When she opened the living room door, Brandy caught a glimpse of a Victorian parlor stuffed with heavy furniture—large sofa, its frame carved in foliage and scrolls, fireplace where gas logs spurted a blue flame, matching armchairs with rounded contours, a pink-topped marble table laden with knickknacks. It looked as if Zeke Wilson’s furnishings had been preserved in his son’s more modest house.
The superintendent turned to Brandy. “I knew a Hope O’Bannon years ago,” he said. “Is she a relative?”
“My grandmother.”
“We taught together.” He beamed. “I was still wet behind the ears. She was a fine fourth grade teacher. Headed an organization of elementary school teachers that petitioned Senator Wilson in Tallahassee.” He chuckled. “She was a stem-winder in those days, even if he turned her down. Be sure to ask her to come. I’d enjoy seeing her again.”
Brandy nodded. “Be glad to.”
Dunn gave the principal his arm. As they stepped into the next room, he added, “She could represent teachers who taught in the former school.”
Liz planted herself in the doorway after they passed through, glowering at Brandy. His suggestion disturbed her. She gripped Brandy’s arm. “Stick to the script, young lady!” she hissed. “I’ll not have gossip spread about the marshall. And warn your grandmother. I know her. She’ll say whatever comes into her head.”

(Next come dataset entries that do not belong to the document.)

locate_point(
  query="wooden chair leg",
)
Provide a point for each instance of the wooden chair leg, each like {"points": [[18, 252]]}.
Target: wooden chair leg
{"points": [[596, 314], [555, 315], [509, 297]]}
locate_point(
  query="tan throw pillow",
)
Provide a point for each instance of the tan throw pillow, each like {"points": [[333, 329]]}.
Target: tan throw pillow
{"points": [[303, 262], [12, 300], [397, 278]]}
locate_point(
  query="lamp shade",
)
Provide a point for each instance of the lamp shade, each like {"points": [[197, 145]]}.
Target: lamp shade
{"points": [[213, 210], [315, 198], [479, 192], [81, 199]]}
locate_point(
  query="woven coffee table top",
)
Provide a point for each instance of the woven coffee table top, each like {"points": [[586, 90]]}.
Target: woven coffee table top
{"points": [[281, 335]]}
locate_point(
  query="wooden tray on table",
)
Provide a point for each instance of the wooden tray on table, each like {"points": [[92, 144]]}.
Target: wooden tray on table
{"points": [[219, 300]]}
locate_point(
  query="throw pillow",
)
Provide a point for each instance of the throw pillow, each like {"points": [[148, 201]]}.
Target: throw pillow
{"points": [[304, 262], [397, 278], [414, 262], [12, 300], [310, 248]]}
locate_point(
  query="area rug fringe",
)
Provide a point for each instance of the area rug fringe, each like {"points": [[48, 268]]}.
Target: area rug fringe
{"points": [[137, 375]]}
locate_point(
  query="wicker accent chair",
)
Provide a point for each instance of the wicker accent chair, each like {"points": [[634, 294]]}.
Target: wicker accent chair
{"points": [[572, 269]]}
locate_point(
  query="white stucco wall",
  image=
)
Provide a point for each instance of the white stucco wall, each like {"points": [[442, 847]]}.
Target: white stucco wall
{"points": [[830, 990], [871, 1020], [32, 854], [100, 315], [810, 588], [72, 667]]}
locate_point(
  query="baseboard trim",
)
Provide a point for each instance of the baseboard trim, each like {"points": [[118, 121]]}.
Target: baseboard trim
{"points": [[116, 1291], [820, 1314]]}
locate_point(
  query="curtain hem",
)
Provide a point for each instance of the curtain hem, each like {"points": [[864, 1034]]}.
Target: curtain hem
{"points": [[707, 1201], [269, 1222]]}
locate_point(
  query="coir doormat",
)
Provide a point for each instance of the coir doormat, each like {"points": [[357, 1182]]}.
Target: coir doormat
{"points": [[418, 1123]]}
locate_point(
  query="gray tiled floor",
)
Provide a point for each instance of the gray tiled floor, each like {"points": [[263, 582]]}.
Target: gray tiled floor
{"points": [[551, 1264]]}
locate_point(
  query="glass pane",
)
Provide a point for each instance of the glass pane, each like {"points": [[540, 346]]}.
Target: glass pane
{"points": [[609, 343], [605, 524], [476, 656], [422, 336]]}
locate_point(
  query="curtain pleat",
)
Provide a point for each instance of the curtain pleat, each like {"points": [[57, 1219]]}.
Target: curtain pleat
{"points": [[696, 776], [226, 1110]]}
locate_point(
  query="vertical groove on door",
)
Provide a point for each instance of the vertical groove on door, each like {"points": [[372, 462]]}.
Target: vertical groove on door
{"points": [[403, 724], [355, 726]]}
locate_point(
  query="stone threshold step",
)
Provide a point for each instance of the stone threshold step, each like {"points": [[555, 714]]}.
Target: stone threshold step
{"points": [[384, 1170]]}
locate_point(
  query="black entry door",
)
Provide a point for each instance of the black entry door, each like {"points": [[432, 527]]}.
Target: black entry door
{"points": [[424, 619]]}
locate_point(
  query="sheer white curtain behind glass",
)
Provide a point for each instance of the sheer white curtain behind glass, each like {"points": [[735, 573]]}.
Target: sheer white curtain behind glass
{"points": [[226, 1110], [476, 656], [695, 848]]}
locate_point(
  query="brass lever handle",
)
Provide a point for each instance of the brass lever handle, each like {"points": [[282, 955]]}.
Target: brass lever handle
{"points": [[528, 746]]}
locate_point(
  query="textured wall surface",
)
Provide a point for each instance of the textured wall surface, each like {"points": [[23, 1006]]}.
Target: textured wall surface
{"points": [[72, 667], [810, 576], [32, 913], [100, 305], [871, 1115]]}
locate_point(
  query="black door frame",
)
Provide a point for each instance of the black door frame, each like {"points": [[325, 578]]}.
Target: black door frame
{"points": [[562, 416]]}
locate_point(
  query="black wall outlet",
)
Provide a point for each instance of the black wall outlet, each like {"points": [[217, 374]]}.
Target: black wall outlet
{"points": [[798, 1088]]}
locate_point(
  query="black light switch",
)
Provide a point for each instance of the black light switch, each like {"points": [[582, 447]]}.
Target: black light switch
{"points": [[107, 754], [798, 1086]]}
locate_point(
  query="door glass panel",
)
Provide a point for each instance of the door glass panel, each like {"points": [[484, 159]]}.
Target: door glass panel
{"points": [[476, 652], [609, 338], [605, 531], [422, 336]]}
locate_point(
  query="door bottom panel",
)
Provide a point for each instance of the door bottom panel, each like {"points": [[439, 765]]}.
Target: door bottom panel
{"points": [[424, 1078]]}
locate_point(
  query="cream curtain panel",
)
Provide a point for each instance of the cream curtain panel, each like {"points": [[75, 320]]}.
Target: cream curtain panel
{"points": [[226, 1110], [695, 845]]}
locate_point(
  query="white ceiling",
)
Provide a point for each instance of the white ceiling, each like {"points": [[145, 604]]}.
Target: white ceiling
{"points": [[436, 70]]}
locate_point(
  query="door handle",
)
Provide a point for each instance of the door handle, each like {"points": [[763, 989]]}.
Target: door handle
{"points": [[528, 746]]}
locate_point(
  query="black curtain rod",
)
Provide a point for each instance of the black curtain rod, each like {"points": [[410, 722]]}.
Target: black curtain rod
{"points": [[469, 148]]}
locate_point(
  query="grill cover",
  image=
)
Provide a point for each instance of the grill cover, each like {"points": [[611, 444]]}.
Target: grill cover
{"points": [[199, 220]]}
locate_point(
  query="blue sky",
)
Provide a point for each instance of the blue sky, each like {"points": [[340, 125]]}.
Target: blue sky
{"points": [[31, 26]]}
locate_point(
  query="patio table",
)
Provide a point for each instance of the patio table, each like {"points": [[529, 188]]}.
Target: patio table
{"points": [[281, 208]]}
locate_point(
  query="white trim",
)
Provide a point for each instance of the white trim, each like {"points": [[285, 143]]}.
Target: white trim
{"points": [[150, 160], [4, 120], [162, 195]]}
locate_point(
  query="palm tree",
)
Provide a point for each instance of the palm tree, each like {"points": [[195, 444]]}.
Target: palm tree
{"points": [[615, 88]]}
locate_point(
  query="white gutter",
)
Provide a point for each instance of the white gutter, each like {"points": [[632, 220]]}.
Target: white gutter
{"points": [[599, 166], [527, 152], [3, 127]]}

Brandy yanked free and glanced down at the red finger marks on her arm before escaping with Grant into the front yard. They hurried through the thick grasses and swung open the metal gate.
Clouds had closed together since that morning and hovered like a gray quilt above Hawthorne Trail and the prairie beyond. Brandy stopped on the paved path. “I’ve never walked much beyond this point. I’d like to see the overlook. It’s not a lot further, is it?” She wanted to digest the tidbits she’d learned at the Wilsons. She could still be home for a late lunch.
“Maybe a quarter of a mile.” Grant began strolling east between rows of turkey oaks, white oaks, and palmettos. In about fifteen minutes, he turned right on a path that led south toward the overlook. When they reached the end, Brandy still couldn’t see much. The prairie and a sinkhole of standing water were fenced off and low shrubbery encircled the area. They seated themselves on a covered bench, a map of the state preserve on a large board at their backs. Brandy glanced at her notes and silently ticked off information in the marshall’s files.